For organizations, the last decade has been fraught with restructurings, process enhancements, mergers, acquisitions, and layoffs—all in hopes of achieving revenue growth and increased profitability.
Types of Organizational Change
While the external environment (competitive, regulatory, and so on) will continue to play a role in an organization's ability to deliver goods and services, the internal environment within the organization will increasingly inhibit it from delivering products required to meet the demands of the marketplace unless it is able to adapt quickly. The major areas of changes in a company's internal environment include:
Strategic: Sometimes in the course of normal business operation it is necessary for management to adjust the firm's strategy to achieve the goals of the company, or even to change the mission statement of the organization in response to demands of the external environments.
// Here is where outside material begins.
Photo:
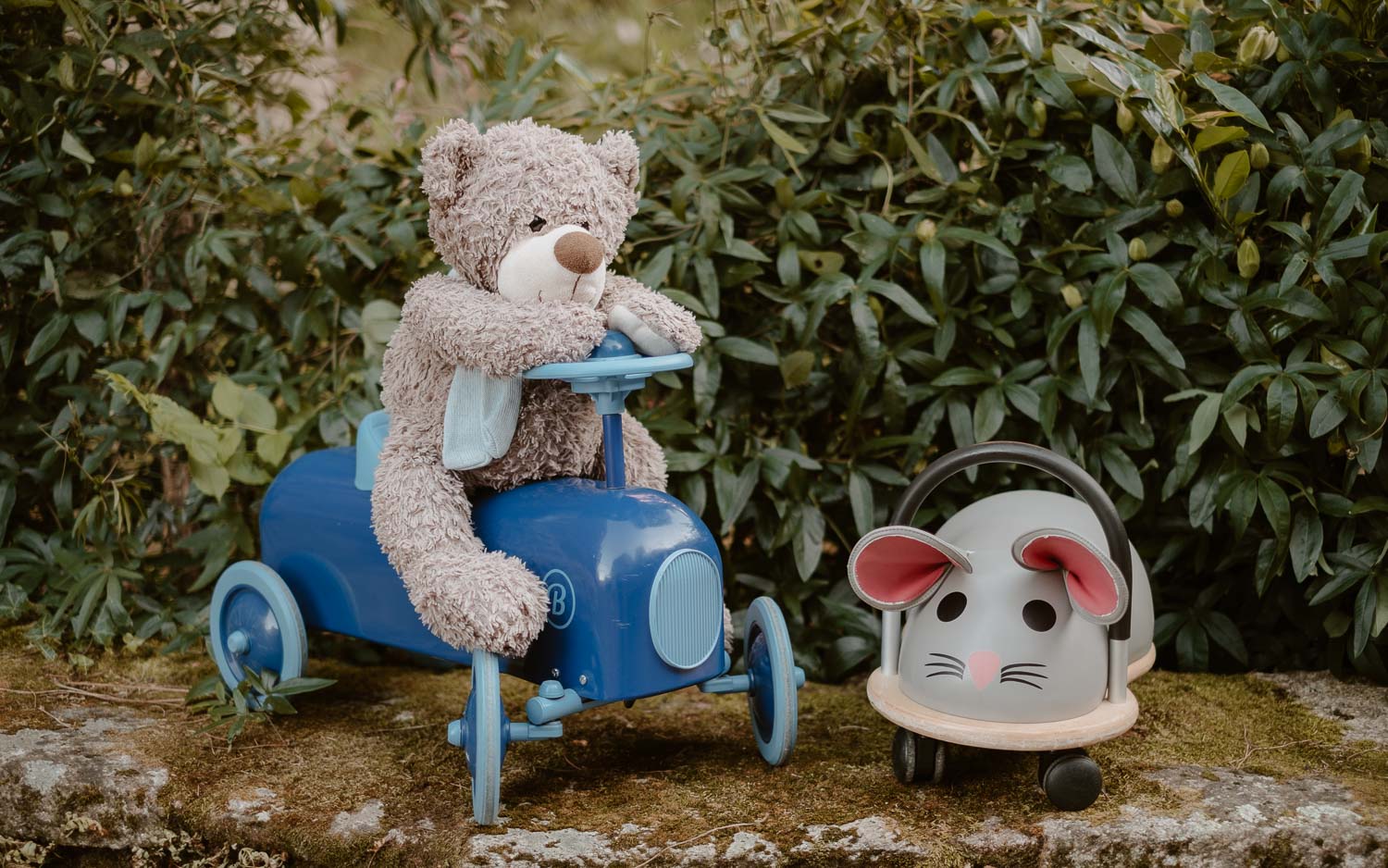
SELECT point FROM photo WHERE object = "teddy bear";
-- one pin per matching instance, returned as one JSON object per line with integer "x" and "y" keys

Adjusting a company's strategy may involve changing its fundamental approach to doing business: the markets it will target, the kinds of products it will sell, how they will be sold, its overall strategic orientation, the level of global activity, and its various partnerships and other joint‐business arrangements.
Structural: Organizations often find it necessary to redesign the structure of the company due to influences from the external environment. Structural changes involve the hierarchy of authority, goals, structural characteristics, administrative procedures, and management systems. Almost all change in how an organization is managed falls under the category of structural change. A structural change may be as simple as implementing a no‐smoking policy, or as involved as restructuring the company to meet the customer needs more effectively.
Process‐oriented: Organizations may need to reengineer processes to achieve optimum workflow and productivity. Process‐oriented change is often related to an organization's production process or how the organization assembles products or delivers services. The adoption of robotics in a manufacturing plant or of laser‐scanning checkout systems at supermarkets are examples of process‐oriented changes.
People‐centered: This type of change alters the attitudes, behaviors, skills, or performance of employees in the company. Changing people‐centered processes involves communicating, motivating, leading, and interacting within groups. This focus may entail changing how problems are solved, the way employees learn new skills, and even the very nature of how employees perceive themselves, their jobs, and the organization.
Some people‐centered changes may involve only incremental changes or small improvements in a process. For example, many organizations undergo leadership training that teaches managers how to communicate more openly with employees. Other programs may concentrate on team processes by teaching both managers and employees to work together more effectively to solve problems.
Remember that strategic, structural, process‐oriented, and people‐centered changes occur continuously in dynamic businesses. Often, changes in one of these areas impact changes in the other areas.
Many employees believe that a change is often reactive and nothing more than a quick fix; then they brace themselves for more changes in the future. Management needs to realize that serious underlying problems in organizations must be addressed with long‐term consequences in mind. Thus, when management implements changes, careful thought must be given to ensure that the new processes are for the long‐term good of the company.